SPEM has delivered a 32% gain over the past year, outpacing the S&P 500’s 16% return by a wide margin. This outperformance stems from the fund’s exposure to recovering emerging market economies where growth rates exceed developed markets, particularly in Asia and Latin America where consumer spending and infrastructure investment are accelerating.
SPDR Portfolio Emerging Markets ETF (NYSEARCA:SPEM | SPEM Price Prediction) provides diversified access to this growth at just a 0.07% expense ratio—among the lowest in the category. The fund tracks over 800 holdings across China, India, Brazil, and other developing economies, spreading risk while capturing broad-based emerging market expansion.
The Dollar Decides Direction
Currency movements drive emerging market returns more than most investors realize. When the dollar weakens, emerging market assets denominated in local currencies become more valuable in dollar terms, and capital flows toward higher-yielding developing economies. The opposite happens when the dollar strengthens. SPEM’s performance over the next year will largely hinge on whether the dollar continues its recent consolidation or resumes a strengthening trend.
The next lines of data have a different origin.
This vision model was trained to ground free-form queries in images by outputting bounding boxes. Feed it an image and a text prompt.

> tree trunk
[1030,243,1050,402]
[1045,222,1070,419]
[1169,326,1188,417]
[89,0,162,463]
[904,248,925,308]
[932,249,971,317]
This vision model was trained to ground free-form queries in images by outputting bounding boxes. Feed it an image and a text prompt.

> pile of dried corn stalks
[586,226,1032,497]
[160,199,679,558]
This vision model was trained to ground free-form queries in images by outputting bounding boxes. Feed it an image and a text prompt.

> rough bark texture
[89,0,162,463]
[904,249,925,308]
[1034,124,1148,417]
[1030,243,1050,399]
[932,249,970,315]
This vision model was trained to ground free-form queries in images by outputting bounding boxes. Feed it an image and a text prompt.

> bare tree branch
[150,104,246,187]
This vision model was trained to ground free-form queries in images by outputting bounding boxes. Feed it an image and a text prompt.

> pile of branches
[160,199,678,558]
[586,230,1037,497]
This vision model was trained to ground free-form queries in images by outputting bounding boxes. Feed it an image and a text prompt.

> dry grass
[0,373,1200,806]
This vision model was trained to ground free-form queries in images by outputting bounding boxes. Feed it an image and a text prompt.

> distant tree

Watch the DXY Dollar Index. A sustained move below 100 would likely support continued emerging market strength, while a push above 108 could create headwinds. The Federal Reserve’s policy stance matters because interest rate differentials between the U.S. and emerging markets influence capital flows. If the Fed signals rate cuts while emerging market central banks hold steady or tighten, that narrows the rate gap and makes EM assets more attractive. Monthly Fed statements and the quarterly Summary of Economic Projections provide the clearest signals.
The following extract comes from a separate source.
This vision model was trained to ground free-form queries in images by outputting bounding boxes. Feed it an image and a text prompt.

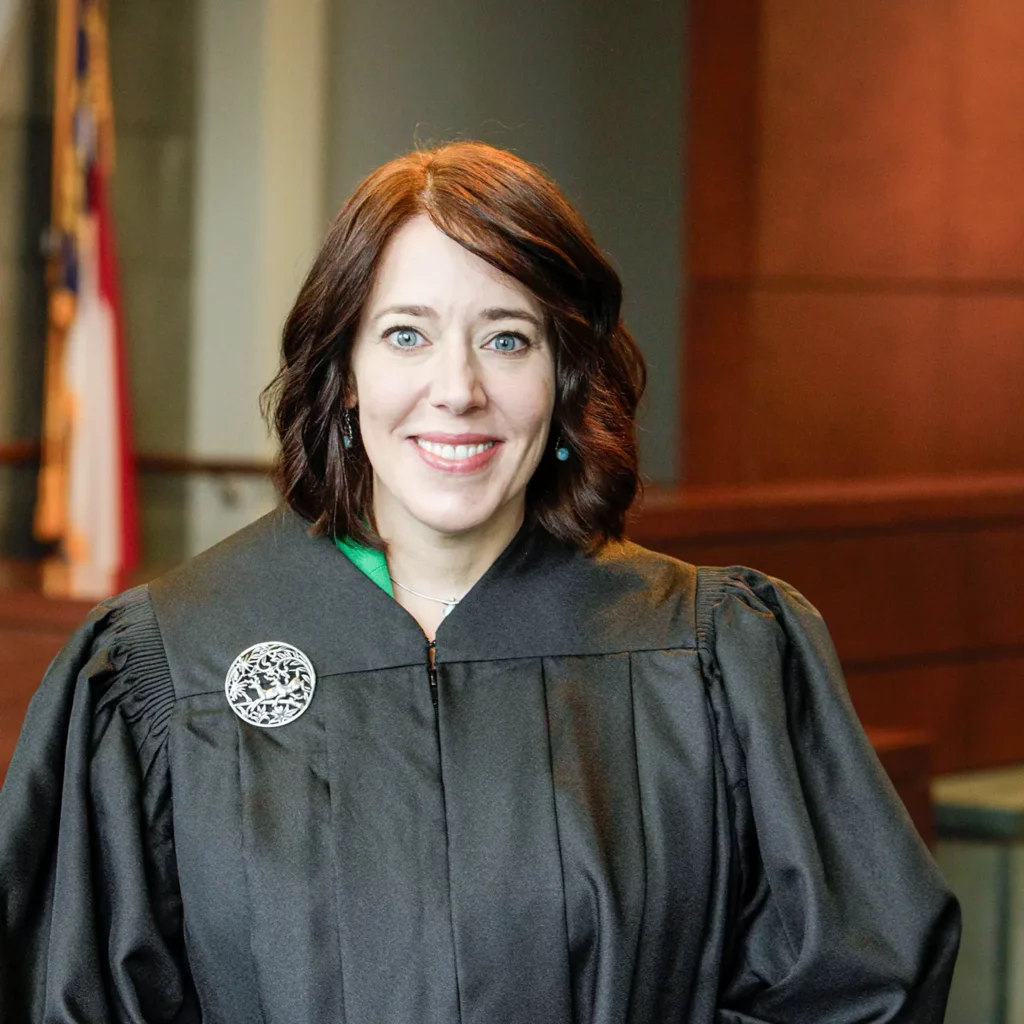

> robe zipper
[427,640,437,719]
Concentration Creates Volatility
Individual holdings within SPEM show how emerging market stocks can move independently of the fund’s overall trend. PDD Holdings (NASDAQ:PDD) represents 0.72% of the fund but has declined 8% over the past year as the Chinese e-commerce company prioritizes long-term market share over near-term profitability. This investment-heavy approach compressed margins and led to disappointing quarterly results, illustrating the growth-versus-profit tradeoffs that define many emerging market companies.
Latin American fintech presents a contrasting growth story. Nu Holdings (NYSE:NU) has surged 28% over the past year as the digital bank scales profitably across Brazil and Mexico, delivering 41% earnings growth while expanding its customer base. Where PDD sacrifices profits for growth, Nu demonstrates that emerging market companies can achieve both simultaneously when operating in underpenetrated markets with strong unit economics.
India’s dual economy creates divergent performance within SPEM’s holdings. While ICICI Bank (NYSE:IBN) trades flat as domestic banking remains stable, Infosys (NYSE:INFY) has dropped 23% over the past year as global IT services demand weakens. This split reflects how India’s export-oriented tech sector faces different pressures than its domestic-focused financial services, making the fund’s performance dependent on which economic drivers dominate at any given time.
Track these individual holdings through quarterly earnings and the fund’s monthly fact sheet updates available on the SPDR website. When top holdings diverge this sharply, the fund’s returns become less predictable and more dependent on which sectors or countries are leading at any given moment.